You can install Arch/Debian Linux or Ubuntu, and there is no collision there. You build your OS the way you want it or you run an automated installation and soon you are doing work, browsing, watching movies, etc.
My point is that if Debian wasn't what it is, you wouldn't have Ubuntu which offers additional value to a typical user, and be stuck with Windows forever. Choice is of value.
Do you want to be stuck with Firefox, Chrome etc. knowing how hard they adapt to real needs and ignore bug fixing in favor of new features?
A browser is not your 'typical' application. Browsers are in my opinion true virtual machines and should be treated as such.
I like the OS analogy, and it highlights the potential benefits well, but we also need to consider the downside.
It would load a huge amount of complexity on web developers. Rather than 5 browsers with a couple of versions of each, you'd need to start testing against a vast matrix of renderers, CSS engines, JS engines, chrome (as in browser chrome, not Chrome) plugins, etc, with versions of each and every one.
Testing software on Linux is hard enough that the economics mean an overwhelming majority of software manufacturers don't bother, or they do but they only support a very limited range of versions, or they release unsupported software that it's up to you to get working. That's definitely not something I believe we want to do for the web.
Well fortunately in the web we have already got standards committees. As long as those standards are supported there should be no problem.
Unfortunately current mainstream browsers don't comply with the standards to the fullest, although I admit compliance is orders of magnitude better than years ago.

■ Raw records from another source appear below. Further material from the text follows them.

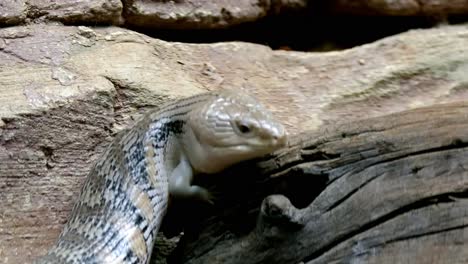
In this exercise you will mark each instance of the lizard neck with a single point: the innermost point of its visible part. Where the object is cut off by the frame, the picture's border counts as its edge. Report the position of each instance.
(123, 200)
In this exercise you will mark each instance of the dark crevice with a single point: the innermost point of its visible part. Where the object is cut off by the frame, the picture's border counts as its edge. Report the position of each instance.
(348, 195)
(456, 144)
(428, 201)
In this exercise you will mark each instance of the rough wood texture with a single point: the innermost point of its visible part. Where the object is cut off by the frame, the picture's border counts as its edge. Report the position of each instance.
(386, 190)
(66, 91)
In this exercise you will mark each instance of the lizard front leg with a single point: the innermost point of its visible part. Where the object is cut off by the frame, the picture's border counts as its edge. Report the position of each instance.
(180, 183)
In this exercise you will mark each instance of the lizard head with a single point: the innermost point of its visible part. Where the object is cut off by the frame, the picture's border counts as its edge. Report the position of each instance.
(231, 127)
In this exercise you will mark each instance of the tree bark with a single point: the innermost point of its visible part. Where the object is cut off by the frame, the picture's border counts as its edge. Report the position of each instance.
(383, 190)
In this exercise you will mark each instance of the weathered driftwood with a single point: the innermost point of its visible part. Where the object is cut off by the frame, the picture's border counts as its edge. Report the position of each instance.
(384, 190)
(62, 103)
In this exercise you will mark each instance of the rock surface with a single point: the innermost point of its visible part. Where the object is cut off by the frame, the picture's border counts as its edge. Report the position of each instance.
(207, 14)
(66, 91)
(400, 7)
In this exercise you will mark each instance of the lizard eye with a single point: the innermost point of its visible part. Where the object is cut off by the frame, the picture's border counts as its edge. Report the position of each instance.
(244, 128)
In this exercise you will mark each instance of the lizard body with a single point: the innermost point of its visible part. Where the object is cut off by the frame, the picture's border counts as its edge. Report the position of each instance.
(125, 196)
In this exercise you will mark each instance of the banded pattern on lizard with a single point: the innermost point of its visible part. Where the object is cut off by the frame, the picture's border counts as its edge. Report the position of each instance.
(125, 196)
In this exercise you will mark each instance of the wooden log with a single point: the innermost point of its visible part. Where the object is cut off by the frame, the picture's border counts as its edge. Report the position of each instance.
(384, 190)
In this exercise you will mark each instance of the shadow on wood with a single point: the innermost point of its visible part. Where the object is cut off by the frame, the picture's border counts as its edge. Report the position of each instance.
(385, 190)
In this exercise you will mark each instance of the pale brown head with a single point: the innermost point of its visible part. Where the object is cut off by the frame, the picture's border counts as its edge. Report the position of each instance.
(231, 127)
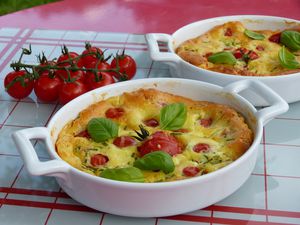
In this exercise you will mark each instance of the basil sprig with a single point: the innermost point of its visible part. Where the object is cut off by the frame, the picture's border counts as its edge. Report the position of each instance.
(222, 58)
(173, 116)
(102, 129)
(254, 35)
(130, 174)
(157, 160)
(287, 59)
(290, 39)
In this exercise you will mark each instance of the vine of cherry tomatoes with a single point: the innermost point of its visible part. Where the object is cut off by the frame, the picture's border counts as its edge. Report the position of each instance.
(70, 76)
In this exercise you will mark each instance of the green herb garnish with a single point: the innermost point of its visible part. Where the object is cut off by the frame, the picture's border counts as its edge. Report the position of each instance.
(173, 116)
(290, 39)
(102, 129)
(157, 160)
(254, 35)
(222, 58)
(287, 59)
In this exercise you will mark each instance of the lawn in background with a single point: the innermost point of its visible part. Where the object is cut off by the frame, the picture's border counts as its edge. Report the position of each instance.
(9, 6)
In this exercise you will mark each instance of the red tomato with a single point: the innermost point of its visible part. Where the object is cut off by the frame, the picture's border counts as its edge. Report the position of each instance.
(69, 91)
(78, 75)
(104, 79)
(83, 134)
(88, 59)
(126, 65)
(114, 113)
(151, 122)
(47, 89)
(160, 141)
(228, 32)
(206, 122)
(16, 90)
(191, 171)
(99, 159)
(124, 141)
(275, 38)
(201, 147)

Aren't Chrome only apps and web sites harming the web?
I agree with testing Linux software completely. It's maddening how much the notion of testing is ignored.

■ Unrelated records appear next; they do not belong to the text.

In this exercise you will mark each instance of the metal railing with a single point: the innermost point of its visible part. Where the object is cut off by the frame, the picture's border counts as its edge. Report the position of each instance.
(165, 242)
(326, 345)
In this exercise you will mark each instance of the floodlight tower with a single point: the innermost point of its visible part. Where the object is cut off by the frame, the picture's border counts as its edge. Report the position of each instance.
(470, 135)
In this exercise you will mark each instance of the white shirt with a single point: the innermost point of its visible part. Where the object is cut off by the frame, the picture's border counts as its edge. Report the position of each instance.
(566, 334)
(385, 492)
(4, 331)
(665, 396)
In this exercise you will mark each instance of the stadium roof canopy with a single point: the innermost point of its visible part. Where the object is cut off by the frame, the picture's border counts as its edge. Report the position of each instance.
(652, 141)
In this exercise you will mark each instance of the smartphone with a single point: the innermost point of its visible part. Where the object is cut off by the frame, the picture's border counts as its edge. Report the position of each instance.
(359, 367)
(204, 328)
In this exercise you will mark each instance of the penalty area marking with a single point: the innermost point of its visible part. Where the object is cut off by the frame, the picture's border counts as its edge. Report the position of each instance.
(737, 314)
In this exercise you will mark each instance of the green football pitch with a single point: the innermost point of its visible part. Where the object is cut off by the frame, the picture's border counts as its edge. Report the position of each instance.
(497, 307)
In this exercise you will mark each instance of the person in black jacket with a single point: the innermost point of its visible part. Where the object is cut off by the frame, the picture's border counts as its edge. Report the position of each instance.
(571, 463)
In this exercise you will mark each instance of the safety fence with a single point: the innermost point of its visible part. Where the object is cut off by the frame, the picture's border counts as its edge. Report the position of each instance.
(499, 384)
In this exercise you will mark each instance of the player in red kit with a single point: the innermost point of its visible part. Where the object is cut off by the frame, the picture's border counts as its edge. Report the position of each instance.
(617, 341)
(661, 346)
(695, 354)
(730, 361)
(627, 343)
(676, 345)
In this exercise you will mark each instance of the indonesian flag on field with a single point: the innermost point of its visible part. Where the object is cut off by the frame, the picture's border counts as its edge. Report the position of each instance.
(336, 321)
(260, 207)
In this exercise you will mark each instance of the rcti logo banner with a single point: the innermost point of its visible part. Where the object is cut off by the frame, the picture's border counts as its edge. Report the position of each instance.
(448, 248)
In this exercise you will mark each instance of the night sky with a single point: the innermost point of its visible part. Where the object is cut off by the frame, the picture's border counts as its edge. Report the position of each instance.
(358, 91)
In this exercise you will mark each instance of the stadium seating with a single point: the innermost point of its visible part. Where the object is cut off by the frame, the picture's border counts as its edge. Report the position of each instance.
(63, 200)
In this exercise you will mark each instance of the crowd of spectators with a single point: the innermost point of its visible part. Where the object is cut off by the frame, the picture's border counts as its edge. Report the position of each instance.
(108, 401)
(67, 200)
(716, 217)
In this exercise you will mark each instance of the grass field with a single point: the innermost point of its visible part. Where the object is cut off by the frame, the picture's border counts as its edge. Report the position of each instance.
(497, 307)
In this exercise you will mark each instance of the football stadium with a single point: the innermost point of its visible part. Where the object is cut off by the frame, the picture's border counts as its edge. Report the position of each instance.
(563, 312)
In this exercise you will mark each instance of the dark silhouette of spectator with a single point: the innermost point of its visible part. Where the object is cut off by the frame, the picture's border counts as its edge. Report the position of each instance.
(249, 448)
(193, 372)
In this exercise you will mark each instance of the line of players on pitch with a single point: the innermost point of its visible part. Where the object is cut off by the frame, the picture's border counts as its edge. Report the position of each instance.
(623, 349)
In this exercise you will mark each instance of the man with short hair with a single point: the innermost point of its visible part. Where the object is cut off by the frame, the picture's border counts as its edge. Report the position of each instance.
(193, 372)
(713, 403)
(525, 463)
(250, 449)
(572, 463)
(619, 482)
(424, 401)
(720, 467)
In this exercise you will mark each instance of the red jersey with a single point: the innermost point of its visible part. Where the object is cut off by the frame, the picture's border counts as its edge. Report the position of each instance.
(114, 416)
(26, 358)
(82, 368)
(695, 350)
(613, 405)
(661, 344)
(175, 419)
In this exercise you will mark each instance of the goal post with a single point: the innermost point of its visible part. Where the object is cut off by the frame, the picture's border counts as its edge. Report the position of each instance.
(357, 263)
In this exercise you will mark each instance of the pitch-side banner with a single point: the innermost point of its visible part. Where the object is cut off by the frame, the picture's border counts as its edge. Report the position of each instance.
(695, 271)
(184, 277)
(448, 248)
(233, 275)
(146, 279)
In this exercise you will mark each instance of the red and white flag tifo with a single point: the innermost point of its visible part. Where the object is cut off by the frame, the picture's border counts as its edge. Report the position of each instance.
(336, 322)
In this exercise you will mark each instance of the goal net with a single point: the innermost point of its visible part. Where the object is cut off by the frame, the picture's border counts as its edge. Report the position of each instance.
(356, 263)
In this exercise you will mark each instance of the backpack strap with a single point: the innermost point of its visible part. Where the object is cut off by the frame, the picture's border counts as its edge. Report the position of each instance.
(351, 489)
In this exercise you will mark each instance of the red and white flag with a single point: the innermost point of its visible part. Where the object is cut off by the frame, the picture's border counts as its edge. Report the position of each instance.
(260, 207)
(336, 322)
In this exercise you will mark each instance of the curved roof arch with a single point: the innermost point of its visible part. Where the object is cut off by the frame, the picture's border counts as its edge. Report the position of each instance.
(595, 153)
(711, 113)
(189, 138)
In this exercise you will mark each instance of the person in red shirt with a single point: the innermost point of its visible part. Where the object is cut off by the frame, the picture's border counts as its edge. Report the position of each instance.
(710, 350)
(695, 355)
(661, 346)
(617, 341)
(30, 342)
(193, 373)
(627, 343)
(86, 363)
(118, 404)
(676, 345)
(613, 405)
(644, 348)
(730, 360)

Well it's a win-win situation, build the ideal browser, then you have already built the "ideal" OS ;)
Yeah, it provides all the features of a browser without the UI for them. You embed the WKWebView (not WKView, I mistyped) in your browser app and call methods on it to load URLs, go back and forward, and so on.
Mozilla made a language in order to build their new browser engine, servo [1].
That language is Rust [2].
The reasoning was that we have been relying for too long on systems languages where memory safety [3] related bugs have caused a lot of exploits [C, C++].
In big codebases, like the browsers tend to be, bugs have many places to hide, and such bugs are very hard to spot. You can't rely on contributors being extra careful continuously, because everyone makes mistakes. So by using a programming language with a garbage collector or memory safety guarantees, like Rust, and enforcing extreme modularity, critical bugs are much easier to be spotted.
"Ideal" isn't one thing. Allowing for personal customizations while following closely the standards make the base for implementing many "ideal flavors" of browsing experience.